Re: [PATCH 4/4] NUMA: realize NUMA memory pinning

public inbox for kvm@vger.kernel.org
 help / color / mirror / Atom feed

From: Andrew Theurer <habanero@linux.vnet.ibm.com>
To: Anthony Liguori <anthony@codemonkey.ws>
Cc: Andre Przywara <andre.przywara@amd.com>,
	Marcelo Tosatti <mtosatti@redhat.com>,
	"avi@redhat.com" <avi@redhat.com>,
	"kvm@vger.kernel.org" <kvm@vger.kernel.org>
Subject: Re: [PATCH 4/4] NUMA: realize NUMA memory pinning
Date: Tue, 31 Aug 2010 22:38:45 -0500	[thread overview]
Message-ID: <1283312325.3936.20.camel@localhost.localdomain> (raw)
In-Reply-To: <4C7D7C2A.7000205@codemonkey.ws>

On Tue, 2010-08-31 at 17:03 -0500, Anthony Liguori wrote:
> On 08/31/2010 03:54 PM, Andrew Theurer wrote:
> > On Mon, 2010-08-23 at 16:27 -0500, Anthony Liguori wrote:
> >    
> >> On 08/23/2010 04:16 PM, Andre Przywara wrote:
> >>      
> >>> Anthony Liguori wrote:
> >>>        
> >>>> On 08/23/2010 01:59 PM, Marcelo Tosatti wrote:
> >>>>          
> >>>>> On Wed, Aug 11, 2010 at 03:52:18PM +0200, Andre Przywara wrote:
> >>>>>            
> >>>>>> According to the user-provided assignment bind the respective part
> >>>>>> of the guest's memory to the given host node. This uses Linux'
> >>>>>> mbind syscall (which is wrapped only in libnuma) to realize the
> >>>>>> pinning right after the allocation.
> >>>>>> Failures are not fatal, but produce a warning.
> >>>>>>
> >>>>>> Signed-off-by: Andre Przywara<andre.przywara@amd.com>
> >>>>>> ...
> >>>>>>              
> >>>>> Why is it not possible (or perhaps not desired) to change the binding
> >>>>> after the guest is started?
> >>>>>
> >>>>> Sounds unflexible.
> >>>>>            
> >>> The solution is to introduce a monitor interface to later adjust the
> >>> pinning, allowing both changing the affinity only (only valid for
> >>> future fault-ins) and actually copying the memory (more costly).
> >>>        
> >> This is just duplicating numactl.
> >>
> >>      
> >>> Actually this is the next item on my list, but I wanted to bring up
> >>> the basics first to avoid recoding parts afterwards. Also I am not
> >>> (yet) familiar with the QMP protocol.
> >>>        
> >>>> We really need a solution that lets a user use a tool like numactl
> >>>> outside of the QEMU instance.
> >>>>          
> >>> I fear that is not how it's meant to work with the Linux' NUMA API. In
> >>> opposite to the VCPU threads, which are externally visible entities
> >>> (PIDs), the memory should be private to the QEMU process. While you
> >>> can change the NUMA allocation policy of the _whole_ process, there is
> >>> no way to externally distinguish parts of the process' memory.
> >>> Although you could later (and externally) migrate already faulted
> >>> pages (via move_pages(2) and by looking in /proc/$$/numa_maps), you
> >>> would let an external tool interfere with QEMUs internal memory
> >>> management. Take for instance the change of the allocation policy
> >>> regarding the 1MB and 3.5-4GB holes. An external tool would have to
> >>> either track such changes or you simply could not change such things
> >>> in QEMU.
> >>>        
> >> It's extremely likely that if you're doing NUMA pinning, you're also
> >> doing large pages via hugetlbfs.  numactl can already set policies for
> >> files in hugetlbfs so all you need to do is have a separate hugetlbfs
> >> file for each numa node.
> >>      
> > Why would we resort to hugetlbfs when we have transparent hugepages?
> >    
> 
> If you care about NUMA pinning, I can't believe you don't want 
> guaranteed large page allocation which THP does not provide.

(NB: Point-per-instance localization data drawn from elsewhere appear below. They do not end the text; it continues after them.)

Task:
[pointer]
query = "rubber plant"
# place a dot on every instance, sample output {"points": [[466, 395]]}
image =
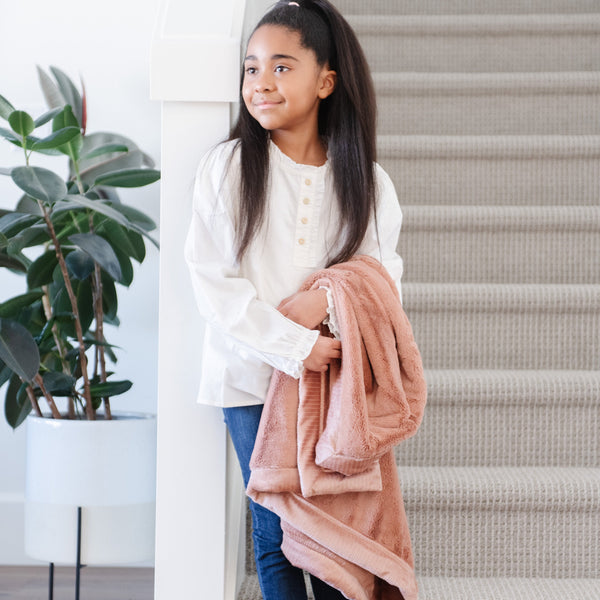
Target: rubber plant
{"points": [[73, 240]]}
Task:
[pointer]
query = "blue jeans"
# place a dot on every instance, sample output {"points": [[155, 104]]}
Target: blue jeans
{"points": [[278, 578]]}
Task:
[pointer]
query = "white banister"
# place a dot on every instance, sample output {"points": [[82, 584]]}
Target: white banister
{"points": [[195, 62]]}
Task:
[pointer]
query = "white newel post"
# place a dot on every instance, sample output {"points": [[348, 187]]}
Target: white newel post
{"points": [[194, 73]]}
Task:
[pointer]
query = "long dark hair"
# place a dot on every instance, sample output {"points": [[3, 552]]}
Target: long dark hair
{"points": [[346, 121]]}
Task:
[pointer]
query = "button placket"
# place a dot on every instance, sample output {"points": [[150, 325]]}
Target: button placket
{"points": [[304, 219]]}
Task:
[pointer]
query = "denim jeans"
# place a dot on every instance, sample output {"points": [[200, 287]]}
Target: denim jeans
{"points": [[278, 578]]}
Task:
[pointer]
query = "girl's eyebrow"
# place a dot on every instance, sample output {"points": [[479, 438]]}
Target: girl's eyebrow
{"points": [[274, 57]]}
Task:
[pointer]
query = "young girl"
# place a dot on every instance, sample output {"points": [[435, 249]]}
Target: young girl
{"points": [[294, 189]]}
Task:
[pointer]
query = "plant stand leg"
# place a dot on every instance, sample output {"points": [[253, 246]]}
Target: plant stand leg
{"points": [[79, 565], [51, 582]]}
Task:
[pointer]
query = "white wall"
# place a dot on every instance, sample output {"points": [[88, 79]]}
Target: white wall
{"points": [[108, 43]]}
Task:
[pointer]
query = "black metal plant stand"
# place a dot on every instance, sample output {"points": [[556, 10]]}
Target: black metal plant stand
{"points": [[78, 566]]}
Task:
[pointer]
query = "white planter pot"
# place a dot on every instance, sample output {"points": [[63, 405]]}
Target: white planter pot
{"points": [[106, 467]]}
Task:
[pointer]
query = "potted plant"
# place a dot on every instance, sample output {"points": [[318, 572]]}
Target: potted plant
{"points": [[74, 241]]}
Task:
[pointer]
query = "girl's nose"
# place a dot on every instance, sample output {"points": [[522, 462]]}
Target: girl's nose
{"points": [[263, 84]]}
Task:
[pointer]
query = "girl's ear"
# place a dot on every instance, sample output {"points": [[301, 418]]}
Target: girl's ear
{"points": [[328, 81]]}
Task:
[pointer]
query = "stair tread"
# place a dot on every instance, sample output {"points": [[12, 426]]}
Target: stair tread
{"points": [[357, 7], [501, 488], [497, 386], [508, 82], [490, 146], [471, 218], [475, 23], [479, 588], [502, 297], [507, 588]]}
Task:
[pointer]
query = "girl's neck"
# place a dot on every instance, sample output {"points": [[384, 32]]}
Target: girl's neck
{"points": [[304, 149]]}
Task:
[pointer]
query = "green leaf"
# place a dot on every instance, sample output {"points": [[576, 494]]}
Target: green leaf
{"points": [[59, 384], [21, 122], [129, 178], [69, 92], [56, 139], [14, 222], [39, 183], [110, 388], [105, 149], [100, 251], [137, 217], [16, 403], [18, 349], [10, 136], [12, 307], [126, 268], [47, 116], [28, 205], [118, 238], [101, 207], [41, 270], [80, 264], [31, 236], [52, 94], [64, 119], [5, 373], [5, 108]]}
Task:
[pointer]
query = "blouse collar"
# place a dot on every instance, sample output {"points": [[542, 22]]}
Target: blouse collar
{"points": [[286, 161]]}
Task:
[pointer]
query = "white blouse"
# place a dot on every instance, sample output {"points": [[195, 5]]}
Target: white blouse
{"points": [[245, 336]]}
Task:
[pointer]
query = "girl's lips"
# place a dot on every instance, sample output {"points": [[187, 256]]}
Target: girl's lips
{"points": [[266, 104]]}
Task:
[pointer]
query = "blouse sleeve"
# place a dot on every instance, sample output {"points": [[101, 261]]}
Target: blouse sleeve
{"points": [[225, 298], [381, 238]]}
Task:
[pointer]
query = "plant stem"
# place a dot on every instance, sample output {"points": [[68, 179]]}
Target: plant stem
{"points": [[33, 400], [59, 345], [89, 409], [99, 333], [55, 412]]}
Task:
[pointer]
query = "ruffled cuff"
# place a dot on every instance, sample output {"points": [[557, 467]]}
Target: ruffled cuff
{"points": [[295, 368], [331, 318]]}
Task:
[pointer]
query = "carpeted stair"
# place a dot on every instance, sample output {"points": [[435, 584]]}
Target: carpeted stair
{"points": [[490, 127]]}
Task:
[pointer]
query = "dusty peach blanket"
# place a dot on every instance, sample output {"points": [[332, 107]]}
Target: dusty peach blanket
{"points": [[323, 459]]}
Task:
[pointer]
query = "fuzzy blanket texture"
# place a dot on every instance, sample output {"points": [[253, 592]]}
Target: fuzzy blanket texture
{"points": [[323, 458]]}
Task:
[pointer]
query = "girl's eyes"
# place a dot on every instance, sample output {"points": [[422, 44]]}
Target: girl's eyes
{"points": [[278, 69]]}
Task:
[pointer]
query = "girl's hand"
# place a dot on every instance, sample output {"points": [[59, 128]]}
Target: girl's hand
{"points": [[323, 352], [305, 308]]}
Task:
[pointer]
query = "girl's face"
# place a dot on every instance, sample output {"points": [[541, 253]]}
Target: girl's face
{"points": [[283, 83]]}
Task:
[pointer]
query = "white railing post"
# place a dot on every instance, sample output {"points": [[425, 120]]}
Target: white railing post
{"points": [[194, 73]]}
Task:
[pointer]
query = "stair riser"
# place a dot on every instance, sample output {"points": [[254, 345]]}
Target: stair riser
{"points": [[526, 51], [454, 180], [496, 542], [495, 112], [451, 7], [548, 256], [518, 435], [517, 337]]}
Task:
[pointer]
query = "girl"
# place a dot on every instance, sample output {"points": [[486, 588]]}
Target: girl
{"points": [[294, 189]]}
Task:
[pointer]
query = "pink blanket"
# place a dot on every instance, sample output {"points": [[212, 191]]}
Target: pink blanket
{"points": [[323, 459]]}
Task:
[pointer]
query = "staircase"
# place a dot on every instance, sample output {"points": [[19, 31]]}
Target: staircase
{"points": [[490, 128]]}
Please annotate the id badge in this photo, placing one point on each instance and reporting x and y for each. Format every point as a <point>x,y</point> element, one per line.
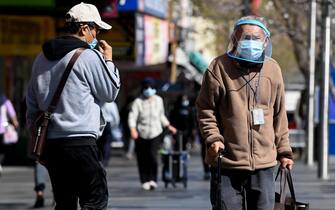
<point>258,116</point>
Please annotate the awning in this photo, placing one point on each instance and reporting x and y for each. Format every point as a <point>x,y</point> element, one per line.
<point>190,71</point>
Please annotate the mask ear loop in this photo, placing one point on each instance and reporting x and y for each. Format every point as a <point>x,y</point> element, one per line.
<point>234,42</point>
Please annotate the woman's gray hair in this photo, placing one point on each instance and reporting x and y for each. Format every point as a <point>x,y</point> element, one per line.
<point>253,17</point>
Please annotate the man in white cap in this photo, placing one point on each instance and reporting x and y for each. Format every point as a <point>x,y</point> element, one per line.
<point>70,153</point>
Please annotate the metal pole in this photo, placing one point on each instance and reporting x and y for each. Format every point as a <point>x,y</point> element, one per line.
<point>323,170</point>
<point>311,86</point>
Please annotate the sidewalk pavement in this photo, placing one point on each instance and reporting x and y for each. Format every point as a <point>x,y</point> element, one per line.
<point>16,188</point>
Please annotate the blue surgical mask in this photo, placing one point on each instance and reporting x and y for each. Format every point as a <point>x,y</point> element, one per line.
<point>149,92</point>
<point>250,49</point>
<point>94,41</point>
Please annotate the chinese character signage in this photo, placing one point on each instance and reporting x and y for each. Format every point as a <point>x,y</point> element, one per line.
<point>24,35</point>
<point>156,40</point>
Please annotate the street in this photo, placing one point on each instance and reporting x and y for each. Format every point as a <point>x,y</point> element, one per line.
<point>16,188</point>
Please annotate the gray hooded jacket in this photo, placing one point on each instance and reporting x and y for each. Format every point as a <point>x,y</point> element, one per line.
<point>91,83</point>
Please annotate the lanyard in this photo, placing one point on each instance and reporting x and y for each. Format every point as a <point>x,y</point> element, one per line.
<point>256,90</point>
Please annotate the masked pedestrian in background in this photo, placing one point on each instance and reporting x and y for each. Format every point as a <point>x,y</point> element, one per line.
<point>146,121</point>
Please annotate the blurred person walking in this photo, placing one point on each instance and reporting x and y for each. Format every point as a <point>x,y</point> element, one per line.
<point>8,123</point>
<point>71,155</point>
<point>40,176</point>
<point>241,109</point>
<point>146,121</point>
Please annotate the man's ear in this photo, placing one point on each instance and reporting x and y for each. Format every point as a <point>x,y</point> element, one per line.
<point>83,30</point>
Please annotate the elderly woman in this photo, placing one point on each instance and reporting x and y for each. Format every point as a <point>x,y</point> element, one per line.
<point>241,108</point>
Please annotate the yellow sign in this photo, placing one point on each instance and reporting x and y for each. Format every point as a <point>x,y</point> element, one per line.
<point>24,35</point>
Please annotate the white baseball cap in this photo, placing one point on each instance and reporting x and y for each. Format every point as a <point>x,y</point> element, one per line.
<point>86,13</point>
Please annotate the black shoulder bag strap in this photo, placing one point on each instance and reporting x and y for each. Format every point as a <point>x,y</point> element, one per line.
<point>63,80</point>
<point>41,132</point>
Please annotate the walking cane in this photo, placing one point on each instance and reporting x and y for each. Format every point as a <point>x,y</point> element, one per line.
<point>219,187</point>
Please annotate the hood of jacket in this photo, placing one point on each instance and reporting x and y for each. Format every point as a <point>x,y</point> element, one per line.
<point>57,48</point>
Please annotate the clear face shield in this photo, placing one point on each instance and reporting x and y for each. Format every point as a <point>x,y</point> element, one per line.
<point>250,42</point>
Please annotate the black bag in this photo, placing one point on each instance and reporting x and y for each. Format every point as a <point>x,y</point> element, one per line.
<point>287,203</point>
<point>40,126</point>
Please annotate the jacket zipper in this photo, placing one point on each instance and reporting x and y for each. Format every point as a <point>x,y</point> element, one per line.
<point>251,107</point>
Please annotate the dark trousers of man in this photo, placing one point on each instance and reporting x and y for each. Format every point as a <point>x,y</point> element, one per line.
<point>146,153</point>
<point>76,172</point>
<point>244,190</point>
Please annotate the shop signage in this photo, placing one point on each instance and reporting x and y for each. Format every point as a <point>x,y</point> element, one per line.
<point>158,8</point>
<point>156,40</point>
<point>27,3</point>
<point>24,35</point>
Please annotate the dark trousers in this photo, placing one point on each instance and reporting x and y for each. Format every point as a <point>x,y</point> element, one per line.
<point>244,190</point>
<point>76,172</point>
<point>146,153</point>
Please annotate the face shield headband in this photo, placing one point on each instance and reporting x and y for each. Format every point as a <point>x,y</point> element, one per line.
<point>248,47</point>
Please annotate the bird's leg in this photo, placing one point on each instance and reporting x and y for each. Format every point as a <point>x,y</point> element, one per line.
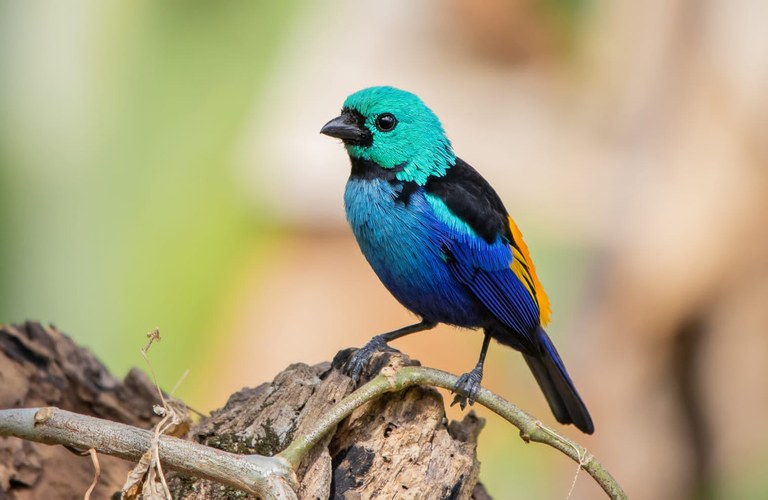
<point>359,360</point>
<point>468,384</point>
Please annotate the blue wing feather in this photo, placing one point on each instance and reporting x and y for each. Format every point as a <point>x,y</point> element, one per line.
<point>485,269</point>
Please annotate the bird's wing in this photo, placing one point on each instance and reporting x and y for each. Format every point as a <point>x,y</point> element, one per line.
<point>485,250</point>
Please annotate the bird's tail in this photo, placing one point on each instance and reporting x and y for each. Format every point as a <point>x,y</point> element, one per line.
<point>557,386</point>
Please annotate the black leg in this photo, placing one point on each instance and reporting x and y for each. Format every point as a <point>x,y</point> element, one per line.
<point>468,384</point>
<point>359,360</point>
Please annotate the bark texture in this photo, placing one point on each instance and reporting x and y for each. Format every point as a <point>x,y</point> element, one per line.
<point>40,366</point>
<point>399,446</point>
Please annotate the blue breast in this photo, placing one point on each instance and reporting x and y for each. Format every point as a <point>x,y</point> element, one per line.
<point>402,242</point>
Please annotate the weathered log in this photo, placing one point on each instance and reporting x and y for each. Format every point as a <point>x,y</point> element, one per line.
<point>400,445</point>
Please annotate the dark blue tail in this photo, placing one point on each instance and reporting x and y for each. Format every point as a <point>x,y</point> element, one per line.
<point>557,386</point>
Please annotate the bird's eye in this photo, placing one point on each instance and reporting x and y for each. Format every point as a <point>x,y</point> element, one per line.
<point>386,122</point>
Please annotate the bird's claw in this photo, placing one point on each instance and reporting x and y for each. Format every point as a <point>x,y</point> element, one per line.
<point>466,388</point>
<point>359,359</point>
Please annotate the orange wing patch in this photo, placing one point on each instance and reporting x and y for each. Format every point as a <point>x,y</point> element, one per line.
<point>522,266</point>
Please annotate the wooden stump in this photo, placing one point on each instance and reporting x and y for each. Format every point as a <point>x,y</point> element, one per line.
<point>398,446</point>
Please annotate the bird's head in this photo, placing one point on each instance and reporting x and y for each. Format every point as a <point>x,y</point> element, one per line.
<point>394,129</point>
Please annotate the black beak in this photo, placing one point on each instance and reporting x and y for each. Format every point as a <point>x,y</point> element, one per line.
<point>347,127</point>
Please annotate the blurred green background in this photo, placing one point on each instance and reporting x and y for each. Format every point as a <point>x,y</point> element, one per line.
<point>160,166</point>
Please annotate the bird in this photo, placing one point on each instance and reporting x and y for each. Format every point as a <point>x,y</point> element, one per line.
<point>440,239</point>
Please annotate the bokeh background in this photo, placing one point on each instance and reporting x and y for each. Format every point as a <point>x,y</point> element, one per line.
<point>160,165</point>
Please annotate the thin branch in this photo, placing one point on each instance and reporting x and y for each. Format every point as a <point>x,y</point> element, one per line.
<point>531,429</point>
<point>266,477</point>
<point>272,477</point>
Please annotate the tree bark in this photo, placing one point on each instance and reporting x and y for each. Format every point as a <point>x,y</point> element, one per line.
<point>398,445</point>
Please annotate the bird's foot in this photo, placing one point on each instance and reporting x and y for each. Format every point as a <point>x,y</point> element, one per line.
<point>359,359</point>
<point>466,387</point>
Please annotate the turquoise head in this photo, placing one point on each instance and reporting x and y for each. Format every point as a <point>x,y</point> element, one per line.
<point>396,130</point>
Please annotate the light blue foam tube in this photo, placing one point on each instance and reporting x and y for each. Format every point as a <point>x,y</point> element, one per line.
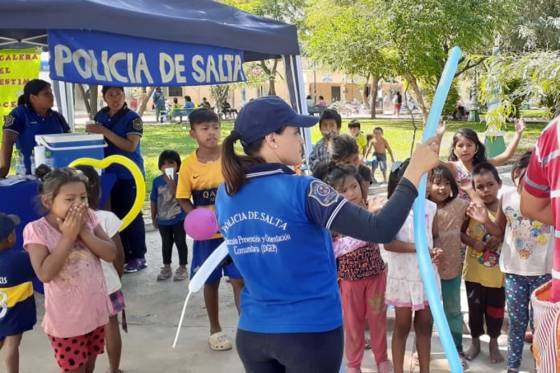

I personally want a more automatic approach to placing VMs in NUMA nodes
(not directed by the qemu process itself), but I'd also like to support
a user's desire to pin and place cpus and memory, especially for large
VMs that need to be defined as multi-node.  For user defined pinning,
libhugetlbfs will probably be fine, but for most VMs, I'd like to ensure
we can do things like ballooning well, and I am not so sure that will be
easy with libhugetlbfs.  

> The general point though is that we should find a way to partition 
> memory in qemu such that an external process can control the actual NUMA 
> placement.  This gives us maximum flexibility.
> 
> Otherwise, what do we implement in QEMU?  Direct pinning of memory to 
> nodes?  Can we migrate memory between nodes?  Should we support 
> interleaving memory between two virtual nodes?  Why pick and choose when 
> we can have it all.

If there were a better way to do this than hugetlbfs, then I don't think
I would shy away from this.  Is there another way to change NUMA
policies on mappings from a user tool?  We can already inspect
with /proc/<pid>/numamaps.  Is this something that could be added to
numactl?

> 
> > FWIW, large apps like databases have set a precedent for managing their
> > own NUMA policies.
> 
> Of course because they know what their NUMA policy should be.  They live 
> in a simple world where they assume they're the only application in the 
> system, they read the distance tables, figure they'll use XX% of all 
> physical memory, and then pin how they see fit.
> 
> But an individual QEMU process lives in a complex world.  It's almost 
> never the only thing on the system and it's only allowed to use a subset 
> of resources.  It's not sure what set of resources it can and can't use 
> and that's often times changing.  The topology chosen for a guest is 
> static but it's host topology may be dynamic due to thinks like live 
> migration.

True, that's why this would require support to change in the monitor.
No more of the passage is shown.